Principles are rules of behaviour. If you are consistent in observing them, you are an honourable man. This means we abhor unpredictability and breach of promises. But there are occasions when we need flexibility in our conduct. And principles tend to make us less flexible in moments of crisis. In statecraft, internal order is based on tough penal codes and that is right. In international relations, there is no law and no morality. Hence, principles may have to yield ground to flexibility.

If realism and reason should be the yardstick on which to judge them, most principles may be bad. Realism tells us that if a man is principled and also powerful, he will inflict pain on others; if a man is principled but weak he will invite more pain on himself. And countries in their external conduct are much less subject to morality.


A weak man is expected to have principles; in other words we want him to be a martyr; to be remembered by the coming generations. But wisdom says if a man is weak he should not have too many strict principles. Principles make you inflexible and expose you to harm. A strong state is more likely to win on the basis of principles. Here principles are mere justification for its willingness and ability to inflict pain. A weak state should not have too many unrealistic principles. It needs flexibility of response in the face of more powerful states.

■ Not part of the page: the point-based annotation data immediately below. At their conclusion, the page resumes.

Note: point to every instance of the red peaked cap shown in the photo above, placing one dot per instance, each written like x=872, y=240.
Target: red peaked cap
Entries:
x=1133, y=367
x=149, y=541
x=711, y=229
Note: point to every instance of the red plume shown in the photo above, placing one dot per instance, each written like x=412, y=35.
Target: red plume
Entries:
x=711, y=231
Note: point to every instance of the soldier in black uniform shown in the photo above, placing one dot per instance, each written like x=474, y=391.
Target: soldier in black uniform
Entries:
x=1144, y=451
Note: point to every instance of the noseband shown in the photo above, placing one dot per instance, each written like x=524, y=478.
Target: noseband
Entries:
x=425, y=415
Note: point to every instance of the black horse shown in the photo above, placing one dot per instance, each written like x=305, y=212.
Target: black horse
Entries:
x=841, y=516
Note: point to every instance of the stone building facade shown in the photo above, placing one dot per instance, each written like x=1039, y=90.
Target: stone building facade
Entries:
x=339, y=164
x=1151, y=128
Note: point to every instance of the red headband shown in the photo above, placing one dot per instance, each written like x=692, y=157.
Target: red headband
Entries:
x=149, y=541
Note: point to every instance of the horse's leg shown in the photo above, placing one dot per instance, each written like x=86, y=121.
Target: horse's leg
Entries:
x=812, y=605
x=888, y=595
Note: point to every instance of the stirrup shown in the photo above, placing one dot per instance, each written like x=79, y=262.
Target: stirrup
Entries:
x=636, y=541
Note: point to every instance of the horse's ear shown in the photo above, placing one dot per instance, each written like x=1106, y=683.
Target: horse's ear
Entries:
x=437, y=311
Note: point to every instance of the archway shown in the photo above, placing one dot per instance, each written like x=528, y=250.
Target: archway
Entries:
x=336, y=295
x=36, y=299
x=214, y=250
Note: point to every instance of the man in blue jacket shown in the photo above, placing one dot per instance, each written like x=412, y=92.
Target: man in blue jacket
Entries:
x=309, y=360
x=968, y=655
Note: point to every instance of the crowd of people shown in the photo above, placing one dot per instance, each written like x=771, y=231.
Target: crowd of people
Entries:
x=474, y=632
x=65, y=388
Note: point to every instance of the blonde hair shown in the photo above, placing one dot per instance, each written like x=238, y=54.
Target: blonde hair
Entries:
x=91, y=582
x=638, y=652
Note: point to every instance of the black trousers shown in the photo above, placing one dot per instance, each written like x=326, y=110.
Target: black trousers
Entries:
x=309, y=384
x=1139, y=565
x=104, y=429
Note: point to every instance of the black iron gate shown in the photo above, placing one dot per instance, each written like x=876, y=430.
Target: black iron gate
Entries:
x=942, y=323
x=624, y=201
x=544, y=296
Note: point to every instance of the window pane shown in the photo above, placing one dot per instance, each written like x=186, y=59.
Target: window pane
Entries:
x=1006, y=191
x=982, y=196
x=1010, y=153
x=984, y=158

Change is integral to the unspoken law of survival. Darwin said survival is of the fittest, but if you look closely at his work the fittest is not the one with muscles but one who has the ability to mutate. In change, there is a hidden admission of weakness in the face of external environment. If you are weak, change your conduct and make it flexible in the face of odds.

One must accept that flexibility of response is more suited to the conduct of states than men. It becomes important to change policy — including that pseudo-theory sanctifying ‘national interest’ — if the state is weak. This weakness may spring from many factors and may even be relative. But it dictates mutation so that the state can save the lives of its citizens.

Pakistan suffers from a policy-freeze in the face of challenges it cannot surmount. It has too many factors in its strategy that make its conduct inflexible. It sees flexibility as a gesture of bending before more powerful states. Yet the compulsion of change may confront even a powerful state if it has the culture of intellectual stock-taking. Flexibility — at times seen as lack of principles — is based on self-interest.

Published in The Express Tribune, October 16th, 2011.